I love teaching polynomials because I think they offer an opportunity for students to see the rule of 4 constantly (graphical, numerical, algebraic, and verbal). I’m including several links and documents that I use in developing the ideas during the unit.
In Precalculus we start our polynomials unit with a short review of the rules of end-behavior in a lab format. I like this because it gets into an exploration of the “WHY” at the end.
The first part is just sketching what the students notice when they change the leading coefficients for polynomials of different degrees. There are links to sketches of polynomials of different degrees like this one:
Repeated Roots Lab
Here we talk about multiplicity and how repeated roots affect the behavior of the function. I use the language that the function “bounces” off the axes at zeros with even multiplicity, and it “lags” through zeros with an odd multiplicity greater than 1.
In addition to students noticing the behavior of these functions, I ask them to see if they can determine the degree, the leading coefficient, and constant term without expanding the entire polynomial. They use wolframalpha.com to check their answers to that question.
Why the “flat butt” and “sharp arms”?
The next class, I have the students do a little more exploring graphically and numerically. The question is: When a factor is repeated more times, WHY does the graph get “flatter” on the bottom and “sharper” sides?
They explore using desmos, and they look at graphs like this:
I also ask them to make a table of values for the final function, and do the calculations by hand (or at least x=2.8 and x=3.2).
I want them to remember that: repeated multiplication by a number whose magnitude is >1 will give a number whose magnitude is larger (larger than the original), whereas repeated multiplication by a number whose magnitude is <1 will be a number whose magnitude is smaller (smaller than the original).
So the major take-away is that: in the polynomial once I subtract 4, the difference will be repeatedly multiplied by itself, and if it’s taken to the 16th power it will behave much more dramatically than if it’s taken to the 2nd power. 1.2^16 is much larger than 1.2^2, and 0.8^16 is much smaller than 0.8^2. The “flat region” corresponds to the x-values within 1 unit of the zero, and the “sharp arms” correspond to x-values beyond 1 unit of the zero.
Time to Problem Solve:
I am not big into teaching processes if I don’t have to. I’d rather have my students discover or wrestle with the math, so I have the following problem as a warm up on a particular day. The students are using what they know to write an equation for a particular polynomial:
The trick with this one is that most student can get the correct factors for the polynomial, but they need to do a little work to find the leading coefficient.

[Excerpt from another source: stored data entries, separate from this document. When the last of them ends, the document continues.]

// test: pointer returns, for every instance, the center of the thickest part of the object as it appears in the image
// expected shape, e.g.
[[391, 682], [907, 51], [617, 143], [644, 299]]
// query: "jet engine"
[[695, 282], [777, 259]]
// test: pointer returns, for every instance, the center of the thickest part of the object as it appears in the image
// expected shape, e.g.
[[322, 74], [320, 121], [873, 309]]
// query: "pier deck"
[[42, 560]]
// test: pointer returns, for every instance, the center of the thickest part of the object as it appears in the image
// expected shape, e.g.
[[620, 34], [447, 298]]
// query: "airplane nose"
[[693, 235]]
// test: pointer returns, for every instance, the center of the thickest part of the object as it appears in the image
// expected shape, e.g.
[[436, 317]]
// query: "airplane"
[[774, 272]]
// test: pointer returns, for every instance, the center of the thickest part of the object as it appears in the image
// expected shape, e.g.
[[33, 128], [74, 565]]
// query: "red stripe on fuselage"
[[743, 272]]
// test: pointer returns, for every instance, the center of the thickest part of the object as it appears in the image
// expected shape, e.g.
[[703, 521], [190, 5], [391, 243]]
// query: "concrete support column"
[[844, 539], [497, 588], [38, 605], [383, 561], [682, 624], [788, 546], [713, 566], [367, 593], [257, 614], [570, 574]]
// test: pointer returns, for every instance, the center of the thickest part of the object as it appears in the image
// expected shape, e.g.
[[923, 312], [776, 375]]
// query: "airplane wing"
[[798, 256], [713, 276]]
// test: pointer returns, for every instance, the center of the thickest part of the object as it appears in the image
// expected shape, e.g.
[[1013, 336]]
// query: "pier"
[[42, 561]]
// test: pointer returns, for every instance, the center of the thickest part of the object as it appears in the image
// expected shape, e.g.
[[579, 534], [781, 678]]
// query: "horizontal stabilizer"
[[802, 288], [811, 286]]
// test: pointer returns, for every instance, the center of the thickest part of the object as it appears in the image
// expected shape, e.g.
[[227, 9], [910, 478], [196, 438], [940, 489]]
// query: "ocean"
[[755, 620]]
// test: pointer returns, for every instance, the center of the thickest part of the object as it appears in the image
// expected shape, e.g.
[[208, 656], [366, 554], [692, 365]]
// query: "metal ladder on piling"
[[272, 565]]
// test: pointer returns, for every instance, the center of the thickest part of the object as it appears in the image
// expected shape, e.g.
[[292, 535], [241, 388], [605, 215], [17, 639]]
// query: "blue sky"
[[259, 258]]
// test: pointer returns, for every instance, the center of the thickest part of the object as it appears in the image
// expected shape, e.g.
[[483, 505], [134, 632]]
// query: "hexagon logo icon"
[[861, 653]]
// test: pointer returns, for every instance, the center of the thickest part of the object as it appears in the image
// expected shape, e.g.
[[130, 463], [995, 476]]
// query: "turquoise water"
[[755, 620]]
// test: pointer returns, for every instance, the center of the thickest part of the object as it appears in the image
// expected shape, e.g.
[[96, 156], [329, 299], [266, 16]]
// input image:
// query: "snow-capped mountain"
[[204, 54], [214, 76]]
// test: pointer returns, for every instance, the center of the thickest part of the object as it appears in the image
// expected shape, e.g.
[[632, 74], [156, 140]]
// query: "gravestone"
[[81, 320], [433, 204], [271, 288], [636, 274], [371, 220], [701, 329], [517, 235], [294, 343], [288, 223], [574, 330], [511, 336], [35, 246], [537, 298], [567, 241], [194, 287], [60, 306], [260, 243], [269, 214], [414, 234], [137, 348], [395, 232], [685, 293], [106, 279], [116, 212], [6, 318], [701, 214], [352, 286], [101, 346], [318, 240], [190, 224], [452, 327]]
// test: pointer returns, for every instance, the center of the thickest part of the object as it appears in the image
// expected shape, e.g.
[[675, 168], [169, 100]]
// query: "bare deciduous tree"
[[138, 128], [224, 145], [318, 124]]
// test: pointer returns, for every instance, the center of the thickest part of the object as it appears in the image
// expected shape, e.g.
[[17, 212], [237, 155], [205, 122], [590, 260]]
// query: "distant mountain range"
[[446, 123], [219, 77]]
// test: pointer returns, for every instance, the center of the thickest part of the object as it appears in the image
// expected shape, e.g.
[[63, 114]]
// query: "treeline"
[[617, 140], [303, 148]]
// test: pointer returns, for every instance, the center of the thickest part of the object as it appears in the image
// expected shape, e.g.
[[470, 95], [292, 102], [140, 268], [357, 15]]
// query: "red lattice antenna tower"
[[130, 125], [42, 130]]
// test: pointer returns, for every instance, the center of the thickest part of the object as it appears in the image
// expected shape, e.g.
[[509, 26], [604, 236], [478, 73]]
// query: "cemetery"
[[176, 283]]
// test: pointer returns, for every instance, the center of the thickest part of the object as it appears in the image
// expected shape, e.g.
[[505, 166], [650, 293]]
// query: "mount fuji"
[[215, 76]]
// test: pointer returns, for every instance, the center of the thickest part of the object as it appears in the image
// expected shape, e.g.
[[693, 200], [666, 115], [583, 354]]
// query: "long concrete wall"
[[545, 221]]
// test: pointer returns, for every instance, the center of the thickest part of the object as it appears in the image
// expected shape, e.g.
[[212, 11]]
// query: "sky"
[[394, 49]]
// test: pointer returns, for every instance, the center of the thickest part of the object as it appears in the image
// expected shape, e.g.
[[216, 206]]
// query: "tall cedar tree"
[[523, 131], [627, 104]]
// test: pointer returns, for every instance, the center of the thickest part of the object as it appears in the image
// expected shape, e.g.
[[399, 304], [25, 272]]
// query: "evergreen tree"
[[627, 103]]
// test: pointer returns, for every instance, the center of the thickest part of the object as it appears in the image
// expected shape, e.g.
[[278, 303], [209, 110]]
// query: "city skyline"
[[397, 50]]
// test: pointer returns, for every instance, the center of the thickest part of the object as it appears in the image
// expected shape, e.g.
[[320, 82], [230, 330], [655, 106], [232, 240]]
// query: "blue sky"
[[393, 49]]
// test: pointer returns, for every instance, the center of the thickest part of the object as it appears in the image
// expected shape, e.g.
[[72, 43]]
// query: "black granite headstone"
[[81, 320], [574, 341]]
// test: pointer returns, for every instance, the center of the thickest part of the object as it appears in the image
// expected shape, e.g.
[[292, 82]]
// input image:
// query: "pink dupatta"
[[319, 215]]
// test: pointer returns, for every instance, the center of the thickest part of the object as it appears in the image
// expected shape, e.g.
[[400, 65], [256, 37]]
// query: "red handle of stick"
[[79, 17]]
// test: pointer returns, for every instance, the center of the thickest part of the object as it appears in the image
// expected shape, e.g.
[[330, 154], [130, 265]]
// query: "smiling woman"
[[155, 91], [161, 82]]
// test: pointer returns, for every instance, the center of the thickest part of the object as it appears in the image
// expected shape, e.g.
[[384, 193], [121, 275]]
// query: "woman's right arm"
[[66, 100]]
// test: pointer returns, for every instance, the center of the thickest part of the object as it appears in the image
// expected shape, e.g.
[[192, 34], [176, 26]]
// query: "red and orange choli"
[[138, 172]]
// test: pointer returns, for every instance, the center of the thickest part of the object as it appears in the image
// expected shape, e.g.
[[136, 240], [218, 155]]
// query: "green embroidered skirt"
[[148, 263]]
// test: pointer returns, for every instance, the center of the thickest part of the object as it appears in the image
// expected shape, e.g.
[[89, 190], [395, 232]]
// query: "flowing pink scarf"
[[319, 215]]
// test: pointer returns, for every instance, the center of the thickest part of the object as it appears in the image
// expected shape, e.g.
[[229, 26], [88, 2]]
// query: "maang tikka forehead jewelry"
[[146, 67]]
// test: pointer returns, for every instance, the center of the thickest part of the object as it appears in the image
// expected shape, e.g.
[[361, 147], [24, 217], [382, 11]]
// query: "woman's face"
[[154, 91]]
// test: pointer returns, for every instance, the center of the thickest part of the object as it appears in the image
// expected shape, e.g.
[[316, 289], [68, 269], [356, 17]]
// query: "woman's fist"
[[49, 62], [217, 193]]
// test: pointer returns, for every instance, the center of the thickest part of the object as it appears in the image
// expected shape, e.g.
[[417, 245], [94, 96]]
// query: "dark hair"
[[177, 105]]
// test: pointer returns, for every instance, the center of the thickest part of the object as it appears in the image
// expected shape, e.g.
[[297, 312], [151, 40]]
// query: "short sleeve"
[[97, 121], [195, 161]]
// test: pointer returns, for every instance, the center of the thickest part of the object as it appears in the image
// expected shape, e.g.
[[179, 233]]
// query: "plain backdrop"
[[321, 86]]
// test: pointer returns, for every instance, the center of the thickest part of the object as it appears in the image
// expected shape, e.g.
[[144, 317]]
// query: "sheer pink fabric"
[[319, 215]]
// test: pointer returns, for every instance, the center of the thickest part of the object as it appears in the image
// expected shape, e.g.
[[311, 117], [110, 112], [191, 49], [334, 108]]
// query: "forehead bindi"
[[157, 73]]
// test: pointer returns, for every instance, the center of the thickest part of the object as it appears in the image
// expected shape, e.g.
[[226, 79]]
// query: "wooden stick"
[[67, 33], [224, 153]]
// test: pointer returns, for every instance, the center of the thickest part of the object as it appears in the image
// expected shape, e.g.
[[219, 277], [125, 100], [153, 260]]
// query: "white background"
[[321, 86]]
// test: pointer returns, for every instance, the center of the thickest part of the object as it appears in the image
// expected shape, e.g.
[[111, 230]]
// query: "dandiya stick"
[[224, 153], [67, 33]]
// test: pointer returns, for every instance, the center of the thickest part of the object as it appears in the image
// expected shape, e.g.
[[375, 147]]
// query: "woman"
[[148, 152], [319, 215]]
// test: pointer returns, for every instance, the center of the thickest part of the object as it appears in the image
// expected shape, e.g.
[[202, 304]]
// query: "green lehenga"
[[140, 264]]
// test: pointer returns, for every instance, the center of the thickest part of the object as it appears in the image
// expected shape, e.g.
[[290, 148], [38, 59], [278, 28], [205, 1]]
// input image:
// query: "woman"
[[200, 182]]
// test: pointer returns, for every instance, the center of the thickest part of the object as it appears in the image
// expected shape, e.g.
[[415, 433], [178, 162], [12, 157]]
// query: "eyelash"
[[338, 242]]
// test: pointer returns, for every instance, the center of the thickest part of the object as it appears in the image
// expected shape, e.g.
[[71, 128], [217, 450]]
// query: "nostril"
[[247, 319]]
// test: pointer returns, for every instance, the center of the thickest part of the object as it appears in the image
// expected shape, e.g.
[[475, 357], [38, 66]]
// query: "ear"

In this activity, I have the students reinforce what they know about polynomials so far, and they get to use Wolfram Alpha to expand polynomials in factored form to polynomials in standard form.
What else do I do?
I have a lot of white board space, so we spend time practicing finding zeros, expanding polynomials, and drawing sketches of polynomials.We also spend time considering how many zeros and what type–those are fun problems because they require the students to explain verbally their reasoning.
MOSTLY, I care about the students making the connection between the algebraic and the graphical representations.